1980 steigt Bötel ins Familiengeschäft ein, der eigene Vater steht da noch an der Kasse, nicht minder tüchtig als der Sohn - schon Anfang der 1930er Jahre hatte der den Laden zusammen mit dem Bruder eröffnet, damals noch getrennt nach Lebensmitteln, Feinkost und Tabak. Mitte der 60er Jahre rücken die Bauarbeiter an, aus zwei Geschäften wird eines und so ist es bis heute geblieben. In der DDR lernt Bötel junior sein Geschäft beim Konsum, 1989 übernimmt er für den Vater schließlich vollends. Waren des täglichen Bedarfs haben wir damals direkt aus Sondershausen geholt., erzählt der alte Kaufmann, eigentlich war alles knapp, selbst Sachen die in Nordhausen hergestellt wurden, wie f6 oder Korn, bekam man nicht immer einfach so. Mit ein bisschen persönlichem Einsatz, Vitamin B und der einen oder anderen kleineren Gefälligkeit kam man als findiger Kaufmann aber oft trotzdem an das, wonach der Kundschaft der Sinn stand. Das ist heute ganz anders, es gibt Riesenkataloge und wir können alles mögliche bestellen. Selbst Fahrräder habe ich schon verkauft, erzählt Bötel. Das Lager ist entsprechend gut bestückt, wenn es auch nicht mehr ganz so breit zugeht, wie in der Nachwendezeit. Im Sortiment findet sich heute vor allem Alltagsbedarf, von der Milch bis zur Großpackung Tabak.
Das Geschäft läuft immer noch gut, hat aber schon bessere Zeiten gesehen, die Studenten aus dem Bochumer Hof sind ein seltener Anblick geworden und die waren immer gute Kunden, erzählt Bötel. Der Laden hält sich weiter über Wasser, dass man ohne Miete in den eigenen vier Wände arbeiten kann, ist hilfreich. Viele haben aufgehört, aufgegeben oder sich auf Feinkost und Spirituosen spezialisiert. Aber auch da ist es schwer, noch Nachfolger zu finden. Ich bin ein bisschen wie der letzte Dinosaurier., erzählt der Händler. Die Stammgäste finden immer noch ihren Weg in den kleinen Laden und kommen nicht nur aus der direkten Umgebung, auch nach der langen Zwangspause.
Heinrich nennt ihn hier niemand, das ist das, was im Ausweis steht.
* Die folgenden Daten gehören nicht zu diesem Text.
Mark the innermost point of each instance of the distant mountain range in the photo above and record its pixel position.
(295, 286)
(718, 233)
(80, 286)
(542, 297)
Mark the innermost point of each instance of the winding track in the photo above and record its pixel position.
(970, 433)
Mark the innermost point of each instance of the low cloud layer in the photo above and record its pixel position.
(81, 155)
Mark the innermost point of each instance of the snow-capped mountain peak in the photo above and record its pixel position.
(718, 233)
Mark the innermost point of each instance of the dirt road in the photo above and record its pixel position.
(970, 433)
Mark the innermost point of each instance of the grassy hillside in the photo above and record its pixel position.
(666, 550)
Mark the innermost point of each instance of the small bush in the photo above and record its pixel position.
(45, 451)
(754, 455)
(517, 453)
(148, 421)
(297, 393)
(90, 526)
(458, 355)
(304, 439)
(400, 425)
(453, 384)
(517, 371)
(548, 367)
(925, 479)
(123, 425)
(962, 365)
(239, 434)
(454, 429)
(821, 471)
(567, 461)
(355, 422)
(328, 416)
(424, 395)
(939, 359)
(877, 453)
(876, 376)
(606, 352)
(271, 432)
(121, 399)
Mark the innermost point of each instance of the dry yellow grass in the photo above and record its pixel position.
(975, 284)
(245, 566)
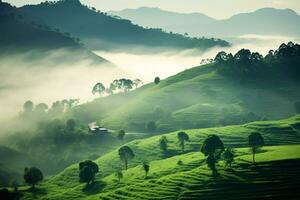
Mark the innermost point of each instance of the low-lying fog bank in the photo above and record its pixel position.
(22, 80)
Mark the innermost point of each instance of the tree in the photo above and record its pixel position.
(151, 126)
(126, 154)
(228, 156)
(119, 175)
(87, 171)
(121, 135)
(32, 176)
(98, 88)
(146, 168)
(89, 163)
(163, 143)
(125, 84)
(256, 141)
(157, 80)
(182, 138)
(71, 124)
(212, 147)
(137, 82)
(87, 175)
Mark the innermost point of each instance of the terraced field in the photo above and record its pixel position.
(276, 175)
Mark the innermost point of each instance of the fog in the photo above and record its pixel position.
(43, 81)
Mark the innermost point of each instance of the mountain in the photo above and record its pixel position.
(185, 175)
(247, 87)
(101, 31)
(265, 21)
(170, 21)
(19, 36)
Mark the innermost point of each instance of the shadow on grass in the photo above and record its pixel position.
(94, 188)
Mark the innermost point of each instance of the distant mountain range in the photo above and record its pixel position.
(18, 36)
(265, 21)
(100, 31)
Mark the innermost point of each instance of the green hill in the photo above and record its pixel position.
(210, 95)
(35, 41)
(192, 179)
(100, 31)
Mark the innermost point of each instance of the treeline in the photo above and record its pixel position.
(286, 59)
(118, 85)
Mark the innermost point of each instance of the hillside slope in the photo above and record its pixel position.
(192, 179)
(19, 36)
(171, 21)
(265, 21)
(210, 95)
(100, 31)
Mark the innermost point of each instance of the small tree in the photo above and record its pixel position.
(71, 124)
(32, 176)
(98, 88)
(119, 175)
(163, 143)
(121, 135)
(228, 156)
(126, 154)
(87, 171)
(157, 80)
(87, 174)
(182, 138)
(151, 126)
(256, 141)
(146, 168)
(212, 147)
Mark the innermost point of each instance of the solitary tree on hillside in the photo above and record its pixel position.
(28, 107)
(87, 175)
(98, 88)
(32, 176)
(256, 141)
(137, 82)
(87, 171)
(157, 80)
(163, 143)
(182, 138)
(228, 156)
(212, 147)
(119, 175)
(121, 135)
(146, 168)
(126, 154)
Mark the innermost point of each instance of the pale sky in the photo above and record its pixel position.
(219, 9)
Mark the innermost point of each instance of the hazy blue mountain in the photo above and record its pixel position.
(19, 36)
(265, 21)
(171, 21)
(101, 31)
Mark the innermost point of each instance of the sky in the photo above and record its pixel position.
(219, 9)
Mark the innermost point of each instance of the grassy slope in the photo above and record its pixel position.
(212, 97)
(166, 178)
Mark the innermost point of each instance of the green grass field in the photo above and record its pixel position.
(276, 175)
(213, 100)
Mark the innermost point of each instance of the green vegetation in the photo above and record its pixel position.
(168, 180)
(32, 176)
(20, 35)
(210, 95)
(98, 30)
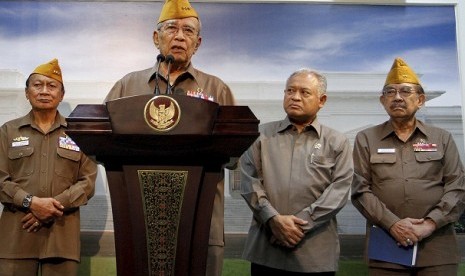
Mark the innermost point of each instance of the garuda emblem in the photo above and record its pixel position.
(162, 113)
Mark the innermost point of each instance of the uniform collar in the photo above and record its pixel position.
(286, 124)
(388, 130)
(190, 72)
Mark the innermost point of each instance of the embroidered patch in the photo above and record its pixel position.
(388, 150)
(425, 147)
(20, 141)
(67, 143)
(199, 94)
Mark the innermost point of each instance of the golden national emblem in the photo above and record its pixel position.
(162, 113)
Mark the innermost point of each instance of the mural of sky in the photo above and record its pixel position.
(241, 41)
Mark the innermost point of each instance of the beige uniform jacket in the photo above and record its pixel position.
(44, 165)
(193, 83)
(421, 178)
(307, 175)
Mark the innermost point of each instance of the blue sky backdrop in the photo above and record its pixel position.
(241, 42)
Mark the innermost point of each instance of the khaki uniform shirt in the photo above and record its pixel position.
(44, 165)
(193, 83)
(421, 178)
(307, 175)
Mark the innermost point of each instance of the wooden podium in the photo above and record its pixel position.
(164, 156)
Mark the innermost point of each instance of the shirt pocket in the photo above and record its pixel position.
(21, 160)
(382, 165)
(429, 164)
(67, 165)
(321, 167)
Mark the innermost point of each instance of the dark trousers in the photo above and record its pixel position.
(260, 270)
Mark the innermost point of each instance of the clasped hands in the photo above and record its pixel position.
(287, 230)
(42, 211)
(409, 231)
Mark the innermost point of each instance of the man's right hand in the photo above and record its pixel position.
(46, 209)
(287, 229)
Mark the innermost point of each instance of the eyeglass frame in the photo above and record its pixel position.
(305, 93)
(188, 31)
(401, 91)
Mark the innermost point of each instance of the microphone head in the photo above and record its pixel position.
(169, 59)
(160, 58)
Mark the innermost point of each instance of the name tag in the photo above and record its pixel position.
(386, 150)
(67, 143)
(425, 147)
(20, 144)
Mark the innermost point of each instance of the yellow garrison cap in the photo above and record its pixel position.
(50, 69)
(177, 9)
(401, 73)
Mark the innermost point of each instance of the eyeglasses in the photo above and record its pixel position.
(305, 93)
(404, 91)
(172, 29)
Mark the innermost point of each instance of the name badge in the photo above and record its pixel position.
(386, 150)
(20, 144)
(20, 141)
(67, 143)
(425, 147)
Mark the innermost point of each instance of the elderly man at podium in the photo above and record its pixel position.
(177, 36)
(44, 179)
Für die meisten bin ich einfach Heiner oder Herr Bötel. Und Heiner will weitermachen. An der Theke zu stehen sei allemal besser, als zu Hause rumzusitzen. Der letzte Dinosaurier wird dem Niedergang der kleinen Lädchen also weiter die Stirn bieten. Und das ganz ohne Zaubertrank.